EUR/USD Trades Higher as Lower U.S. Yields Weigh on Dollar; Eyes on Upcoming U.S. Data
EUR/USD traded higher on Wednesday, buoyed by lower U.S. yields that pressured the dollar. This price action supports bullish technical signals, but confirmation will likely depend on upcoming U.S. pricing and employment reports. Daily charts show that gains off the June 26 low are consolidating, with EUR/USD trading above several daily moving averages and near the top of the daily cloud. Monthly and daily RSIs are rising but not yet overbought, indicating that upward momentum remains strong.
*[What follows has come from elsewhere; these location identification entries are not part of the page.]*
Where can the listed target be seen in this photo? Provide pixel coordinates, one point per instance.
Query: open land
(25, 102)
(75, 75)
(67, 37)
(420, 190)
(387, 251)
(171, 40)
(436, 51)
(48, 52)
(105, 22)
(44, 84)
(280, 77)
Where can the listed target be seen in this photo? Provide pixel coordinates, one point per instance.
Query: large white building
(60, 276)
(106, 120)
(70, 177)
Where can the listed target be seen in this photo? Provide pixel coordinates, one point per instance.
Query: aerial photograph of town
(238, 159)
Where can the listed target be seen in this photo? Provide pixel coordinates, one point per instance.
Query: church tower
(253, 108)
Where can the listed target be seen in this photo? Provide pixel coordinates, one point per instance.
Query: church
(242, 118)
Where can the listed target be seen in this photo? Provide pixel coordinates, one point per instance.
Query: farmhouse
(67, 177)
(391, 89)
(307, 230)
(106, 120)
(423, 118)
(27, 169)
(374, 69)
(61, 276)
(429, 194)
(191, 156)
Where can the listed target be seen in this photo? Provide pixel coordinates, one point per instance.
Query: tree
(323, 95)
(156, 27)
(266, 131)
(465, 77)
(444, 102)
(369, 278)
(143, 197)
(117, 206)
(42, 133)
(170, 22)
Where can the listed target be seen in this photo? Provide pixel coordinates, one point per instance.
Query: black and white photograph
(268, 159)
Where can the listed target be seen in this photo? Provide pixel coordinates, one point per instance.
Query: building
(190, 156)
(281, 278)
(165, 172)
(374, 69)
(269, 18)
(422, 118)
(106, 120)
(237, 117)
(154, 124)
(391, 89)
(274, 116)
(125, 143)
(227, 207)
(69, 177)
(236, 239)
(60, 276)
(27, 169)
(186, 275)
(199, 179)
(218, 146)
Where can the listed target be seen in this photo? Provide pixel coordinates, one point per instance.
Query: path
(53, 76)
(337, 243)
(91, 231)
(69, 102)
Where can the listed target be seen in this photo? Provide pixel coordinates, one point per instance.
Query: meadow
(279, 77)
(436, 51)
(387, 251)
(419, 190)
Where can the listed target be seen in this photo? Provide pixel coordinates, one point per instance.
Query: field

With bullish technicals suggesting further upside potential, EUR/USD longs now await supportive U.S. data.
Key data releases include June CPI and PPI, as well as weekly jobless claims. If the pricing data indicates that disinflation is taking hold and the Fed's inflation target is approaching, and if the jobless claims suggest a weakening job market, EUR/USD's rally could resume. In this scenario, U.S. yields may fall further, putting additional pressure on the dollar. The dollar's yield advantage over the euro could erode as German-U.S. spreads tighten, potentially allowing EUR/USD to test the 1.0980/1.1000 resistance levels.
In New York, EUR/USD opened near 1.0820 after trading at 1.0811 overnight on EBS. The rally extended slightly on the back of softer U.S. yields and a weaker dollar, with EUR/USD trading up to 1.0829. A rally in EUR/JPY to a record high of 175.065 also helped buoy EUR/USD, alongside gains in gold and equity markets. The pair pulled back slightly, nearing 1.0825 late in the session but still up 0.10%. Technically, the outlook remains bullish, with rising RSIs and the pair trading above the 200-day moving average, indicating ongoing consolidation.